Step 1. Based on what I know from my regretful share of frat circulation, the “‘Great’ American Challenge” is a competition in which teams of four attempt to first consume a 30-pack of beer, then an eighth of an ounce of marijuana, then two large pizzas, and then finish a 100-piece puzzle, the way our Founding Fathers envisioned.

Step 2. Zamboni: That thing you always wanted to drive on a skating rink. Incidentally, 19-year-old boys have hilariously co-opted it to mean sucking up spilled alcohol off the floor during a party. Ingenious.

Step 3. I found out that zamboni-ing also comes with monetary fines from the party host, a.k.a. Austin, to the spiller, a.k.a., my ex.

Conclusion: Austin’s floor now has herpes.

Transaction 5: From Ex to Vihaan: “Dane Cook lfgggg”

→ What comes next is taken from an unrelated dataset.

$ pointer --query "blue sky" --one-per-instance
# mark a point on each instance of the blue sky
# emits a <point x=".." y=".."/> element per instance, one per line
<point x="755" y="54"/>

POSSIBLE EXPLANATIONS: For those of you who are slightly in shock, wondering “wait a minute … does Dane Cook still do stand-up?” A quick Google search let me know that he is, in fact, touring in June. However, when typing into the search engine the follow-up “why?” and subsequent “what the fuck?” it came up blank. It was at this precise moment, the moment that I ran out of answers, that I realized Venmo had finally set me free. Being unable to solve the motive behind why anyone who’s not a 14-year-old boy with burgeoning impotence would use their financial assets to watch Dane Cook made me realize that it must be because there isn’t any. Hence, that’s who I’d been dating this whole time.